Mustard-Ginger Cream Sauce
This wonderful cream sauce is a fantastic addition to warm astringent dishes (quiche, eggless potato ‘omelette’ or on an open savoury sandwich). Saying that, I’m the last person on earth to be called a ‘food purist’ and thus my philosophy on mixing flavours is this: if it tastes good FOR YOU, go for it. And I would certainly advise you to go for it and make this delicious cream sauce. :)
Prep time: 5 min
Cooking time: 20 min
- 2 tbsp. coconut oil
- 2 small onions, finely chopped
- 3 cloves garlic, minced
- 250ml vegetable broth
- 2 tsp. nutritional yeast
- 3 tbsp. white wine vinegar
- 1 tsp. oregano
- 1 tsp. thyme
- 1 tbsp. Ginger-garlic paste
- 3 tbsp.
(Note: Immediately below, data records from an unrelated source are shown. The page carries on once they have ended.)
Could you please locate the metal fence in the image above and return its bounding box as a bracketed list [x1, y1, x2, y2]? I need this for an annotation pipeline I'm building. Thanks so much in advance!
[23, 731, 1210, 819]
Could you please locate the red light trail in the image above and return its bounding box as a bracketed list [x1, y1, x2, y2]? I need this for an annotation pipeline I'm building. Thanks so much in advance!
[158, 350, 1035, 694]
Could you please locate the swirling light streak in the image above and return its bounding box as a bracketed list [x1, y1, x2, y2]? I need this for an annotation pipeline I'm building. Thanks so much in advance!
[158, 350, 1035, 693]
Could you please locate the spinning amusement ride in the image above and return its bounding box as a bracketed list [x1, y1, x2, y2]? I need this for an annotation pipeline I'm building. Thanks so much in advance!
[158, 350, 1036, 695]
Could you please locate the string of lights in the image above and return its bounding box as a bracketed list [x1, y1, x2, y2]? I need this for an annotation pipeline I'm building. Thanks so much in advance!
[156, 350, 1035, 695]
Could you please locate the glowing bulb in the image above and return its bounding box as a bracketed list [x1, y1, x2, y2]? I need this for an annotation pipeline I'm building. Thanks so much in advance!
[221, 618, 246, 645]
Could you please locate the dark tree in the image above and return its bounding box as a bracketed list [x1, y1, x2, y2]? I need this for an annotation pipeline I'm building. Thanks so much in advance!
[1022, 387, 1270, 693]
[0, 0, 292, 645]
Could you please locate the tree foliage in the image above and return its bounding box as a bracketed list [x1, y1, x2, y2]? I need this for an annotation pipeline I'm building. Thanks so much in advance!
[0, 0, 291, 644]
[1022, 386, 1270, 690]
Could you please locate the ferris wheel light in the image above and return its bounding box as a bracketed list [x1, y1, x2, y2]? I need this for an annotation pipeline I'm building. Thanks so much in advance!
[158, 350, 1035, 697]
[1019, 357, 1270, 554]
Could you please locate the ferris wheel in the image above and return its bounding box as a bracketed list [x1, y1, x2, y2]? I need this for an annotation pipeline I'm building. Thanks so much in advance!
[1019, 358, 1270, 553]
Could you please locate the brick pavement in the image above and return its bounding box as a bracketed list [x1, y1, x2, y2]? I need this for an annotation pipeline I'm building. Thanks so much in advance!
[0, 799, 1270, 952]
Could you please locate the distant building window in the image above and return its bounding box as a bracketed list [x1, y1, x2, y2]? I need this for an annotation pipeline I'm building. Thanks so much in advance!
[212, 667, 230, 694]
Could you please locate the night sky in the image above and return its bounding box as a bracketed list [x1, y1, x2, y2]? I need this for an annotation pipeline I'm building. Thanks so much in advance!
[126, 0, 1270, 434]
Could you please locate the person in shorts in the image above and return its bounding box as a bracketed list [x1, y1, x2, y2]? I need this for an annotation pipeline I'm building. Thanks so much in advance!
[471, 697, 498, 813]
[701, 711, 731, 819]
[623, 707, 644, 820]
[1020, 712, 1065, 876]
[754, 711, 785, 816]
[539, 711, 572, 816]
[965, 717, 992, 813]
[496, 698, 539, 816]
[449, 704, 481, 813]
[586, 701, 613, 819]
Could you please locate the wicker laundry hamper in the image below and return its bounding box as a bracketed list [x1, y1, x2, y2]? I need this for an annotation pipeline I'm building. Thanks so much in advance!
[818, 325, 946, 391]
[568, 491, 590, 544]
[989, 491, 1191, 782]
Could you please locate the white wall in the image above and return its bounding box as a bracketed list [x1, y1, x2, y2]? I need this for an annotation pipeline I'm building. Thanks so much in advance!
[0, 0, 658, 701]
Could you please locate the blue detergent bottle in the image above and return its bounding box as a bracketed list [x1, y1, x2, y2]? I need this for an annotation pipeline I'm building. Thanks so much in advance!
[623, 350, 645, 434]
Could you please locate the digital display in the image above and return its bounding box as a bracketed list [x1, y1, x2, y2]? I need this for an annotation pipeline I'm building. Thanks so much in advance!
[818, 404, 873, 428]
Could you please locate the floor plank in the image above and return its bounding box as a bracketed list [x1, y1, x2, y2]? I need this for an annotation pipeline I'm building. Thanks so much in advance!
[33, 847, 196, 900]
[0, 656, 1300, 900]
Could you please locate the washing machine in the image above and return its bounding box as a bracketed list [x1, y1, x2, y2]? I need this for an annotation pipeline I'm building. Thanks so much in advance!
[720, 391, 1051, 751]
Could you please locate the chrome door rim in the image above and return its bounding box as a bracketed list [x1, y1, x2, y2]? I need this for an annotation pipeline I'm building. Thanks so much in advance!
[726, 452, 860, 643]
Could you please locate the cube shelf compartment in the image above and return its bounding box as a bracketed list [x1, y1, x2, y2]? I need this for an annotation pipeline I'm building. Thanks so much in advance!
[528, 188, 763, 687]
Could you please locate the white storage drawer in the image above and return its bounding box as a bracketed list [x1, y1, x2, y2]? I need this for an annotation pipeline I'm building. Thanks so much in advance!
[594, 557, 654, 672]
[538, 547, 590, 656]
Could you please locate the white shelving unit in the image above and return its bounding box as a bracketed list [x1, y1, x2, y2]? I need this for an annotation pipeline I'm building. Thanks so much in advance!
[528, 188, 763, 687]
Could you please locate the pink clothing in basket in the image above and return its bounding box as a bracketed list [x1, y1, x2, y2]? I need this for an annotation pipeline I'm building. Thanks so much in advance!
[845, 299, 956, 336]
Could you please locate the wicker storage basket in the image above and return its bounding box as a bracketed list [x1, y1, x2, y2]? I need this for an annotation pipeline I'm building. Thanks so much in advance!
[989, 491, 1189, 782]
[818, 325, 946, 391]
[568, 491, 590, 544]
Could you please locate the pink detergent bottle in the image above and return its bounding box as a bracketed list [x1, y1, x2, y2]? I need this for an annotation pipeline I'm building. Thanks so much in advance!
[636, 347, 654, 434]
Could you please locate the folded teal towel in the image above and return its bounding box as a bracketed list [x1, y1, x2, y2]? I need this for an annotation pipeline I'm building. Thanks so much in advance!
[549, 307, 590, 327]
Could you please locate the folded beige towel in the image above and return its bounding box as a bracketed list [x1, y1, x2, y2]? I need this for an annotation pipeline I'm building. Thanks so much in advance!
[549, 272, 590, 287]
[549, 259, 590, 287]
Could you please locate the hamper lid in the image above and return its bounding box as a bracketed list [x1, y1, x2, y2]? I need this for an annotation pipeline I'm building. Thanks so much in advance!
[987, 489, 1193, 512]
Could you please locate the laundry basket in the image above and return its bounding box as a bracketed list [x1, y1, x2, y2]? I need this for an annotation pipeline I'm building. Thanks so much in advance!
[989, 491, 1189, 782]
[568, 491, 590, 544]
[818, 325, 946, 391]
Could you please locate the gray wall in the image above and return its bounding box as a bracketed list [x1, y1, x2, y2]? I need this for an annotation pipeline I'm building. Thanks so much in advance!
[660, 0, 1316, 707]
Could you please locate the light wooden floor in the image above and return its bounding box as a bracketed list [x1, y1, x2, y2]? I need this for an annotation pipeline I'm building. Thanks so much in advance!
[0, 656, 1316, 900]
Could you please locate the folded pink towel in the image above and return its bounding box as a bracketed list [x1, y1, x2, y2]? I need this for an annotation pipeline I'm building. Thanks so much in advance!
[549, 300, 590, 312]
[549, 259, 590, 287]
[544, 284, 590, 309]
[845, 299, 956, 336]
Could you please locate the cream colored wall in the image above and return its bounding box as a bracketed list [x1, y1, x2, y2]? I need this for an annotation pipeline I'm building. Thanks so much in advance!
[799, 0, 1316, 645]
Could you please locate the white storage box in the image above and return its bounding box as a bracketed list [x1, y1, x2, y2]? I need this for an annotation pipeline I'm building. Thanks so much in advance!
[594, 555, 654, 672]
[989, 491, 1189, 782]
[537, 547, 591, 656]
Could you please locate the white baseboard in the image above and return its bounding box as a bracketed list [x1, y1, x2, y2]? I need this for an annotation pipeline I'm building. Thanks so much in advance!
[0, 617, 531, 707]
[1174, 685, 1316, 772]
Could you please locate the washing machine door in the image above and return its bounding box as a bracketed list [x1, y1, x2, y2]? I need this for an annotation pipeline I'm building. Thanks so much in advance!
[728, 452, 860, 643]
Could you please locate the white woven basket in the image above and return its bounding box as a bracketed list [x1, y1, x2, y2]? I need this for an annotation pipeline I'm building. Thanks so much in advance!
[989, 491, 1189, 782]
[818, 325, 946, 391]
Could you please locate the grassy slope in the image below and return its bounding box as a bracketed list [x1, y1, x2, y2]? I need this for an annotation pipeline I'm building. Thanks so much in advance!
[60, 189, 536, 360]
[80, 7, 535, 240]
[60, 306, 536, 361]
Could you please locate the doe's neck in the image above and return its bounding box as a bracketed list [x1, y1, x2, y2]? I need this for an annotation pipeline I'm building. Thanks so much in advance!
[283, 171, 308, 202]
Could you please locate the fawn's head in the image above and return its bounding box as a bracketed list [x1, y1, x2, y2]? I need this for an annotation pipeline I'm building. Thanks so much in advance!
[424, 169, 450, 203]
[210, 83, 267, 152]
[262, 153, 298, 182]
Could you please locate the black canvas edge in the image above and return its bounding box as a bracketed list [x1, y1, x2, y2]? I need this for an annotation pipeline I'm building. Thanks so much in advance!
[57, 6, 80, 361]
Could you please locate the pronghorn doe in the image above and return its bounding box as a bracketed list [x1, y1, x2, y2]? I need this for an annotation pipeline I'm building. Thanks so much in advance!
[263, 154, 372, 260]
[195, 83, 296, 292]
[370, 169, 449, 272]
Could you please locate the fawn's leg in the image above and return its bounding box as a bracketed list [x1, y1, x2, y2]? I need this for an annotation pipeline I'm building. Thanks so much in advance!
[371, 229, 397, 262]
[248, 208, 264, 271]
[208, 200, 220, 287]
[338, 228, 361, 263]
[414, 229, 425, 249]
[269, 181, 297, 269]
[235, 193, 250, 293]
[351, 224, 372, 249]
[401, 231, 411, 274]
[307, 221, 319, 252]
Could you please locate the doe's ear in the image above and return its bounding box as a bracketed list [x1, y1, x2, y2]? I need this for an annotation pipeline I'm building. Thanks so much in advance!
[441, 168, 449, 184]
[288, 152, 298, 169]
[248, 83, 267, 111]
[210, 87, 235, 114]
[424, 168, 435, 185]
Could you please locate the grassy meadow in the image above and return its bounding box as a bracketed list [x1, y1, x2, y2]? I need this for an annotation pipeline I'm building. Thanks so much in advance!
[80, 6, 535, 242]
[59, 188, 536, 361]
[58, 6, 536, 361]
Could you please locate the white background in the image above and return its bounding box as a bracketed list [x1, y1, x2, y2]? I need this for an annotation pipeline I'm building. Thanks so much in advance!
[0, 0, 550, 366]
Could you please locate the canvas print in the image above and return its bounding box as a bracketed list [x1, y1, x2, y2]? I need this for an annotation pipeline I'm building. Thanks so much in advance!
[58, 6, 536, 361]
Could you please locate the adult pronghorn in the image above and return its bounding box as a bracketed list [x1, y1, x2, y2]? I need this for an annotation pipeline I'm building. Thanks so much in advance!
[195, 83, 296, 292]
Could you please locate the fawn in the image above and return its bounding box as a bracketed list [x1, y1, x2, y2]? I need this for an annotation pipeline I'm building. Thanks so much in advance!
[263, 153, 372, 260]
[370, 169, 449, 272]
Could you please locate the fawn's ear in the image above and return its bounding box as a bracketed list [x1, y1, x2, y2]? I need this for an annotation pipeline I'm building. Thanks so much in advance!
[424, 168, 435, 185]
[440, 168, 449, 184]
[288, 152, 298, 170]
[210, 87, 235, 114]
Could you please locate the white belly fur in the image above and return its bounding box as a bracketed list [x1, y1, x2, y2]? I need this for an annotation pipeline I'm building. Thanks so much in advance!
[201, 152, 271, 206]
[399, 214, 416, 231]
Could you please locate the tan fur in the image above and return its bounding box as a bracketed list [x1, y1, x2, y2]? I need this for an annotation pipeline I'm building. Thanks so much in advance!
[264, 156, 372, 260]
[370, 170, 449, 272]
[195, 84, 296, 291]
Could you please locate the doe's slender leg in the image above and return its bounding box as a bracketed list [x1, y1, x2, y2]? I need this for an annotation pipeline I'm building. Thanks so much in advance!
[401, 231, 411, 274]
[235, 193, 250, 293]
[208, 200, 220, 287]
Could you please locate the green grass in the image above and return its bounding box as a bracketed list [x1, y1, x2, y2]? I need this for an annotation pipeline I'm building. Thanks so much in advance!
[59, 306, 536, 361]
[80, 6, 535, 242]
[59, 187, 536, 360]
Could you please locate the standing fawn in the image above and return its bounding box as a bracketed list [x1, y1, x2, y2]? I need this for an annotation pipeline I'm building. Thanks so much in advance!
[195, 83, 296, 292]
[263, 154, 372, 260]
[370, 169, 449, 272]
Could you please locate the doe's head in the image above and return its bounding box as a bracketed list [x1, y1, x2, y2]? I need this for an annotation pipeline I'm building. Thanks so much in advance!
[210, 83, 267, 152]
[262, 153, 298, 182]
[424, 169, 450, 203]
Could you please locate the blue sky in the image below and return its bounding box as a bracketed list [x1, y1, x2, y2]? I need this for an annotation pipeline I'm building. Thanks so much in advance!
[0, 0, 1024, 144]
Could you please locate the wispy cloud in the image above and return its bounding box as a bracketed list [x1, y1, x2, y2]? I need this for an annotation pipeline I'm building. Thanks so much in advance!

Dijon mustard
- 1 tbsp. corn-starch (aka cornflour)
- Pinch of salt
1. Add the onions onto the frying pan; add the coconut oil and fry on a high heat constantly stirring until golden brown (2-3 min).
2. Turn the heat to medium; add garlic and fry for another 1 min.
3. Add the vegetable broth, nutritional yeast, white wine vinegar, oregano, thyme, garlic-ginger paste and cook on a medium heat until the water content reduces in half.
4. Add the corn-starch, mustard and salt and cook for another couple of minutes until its consistency sets.
5. Transfer into a food processor and blend until smooth.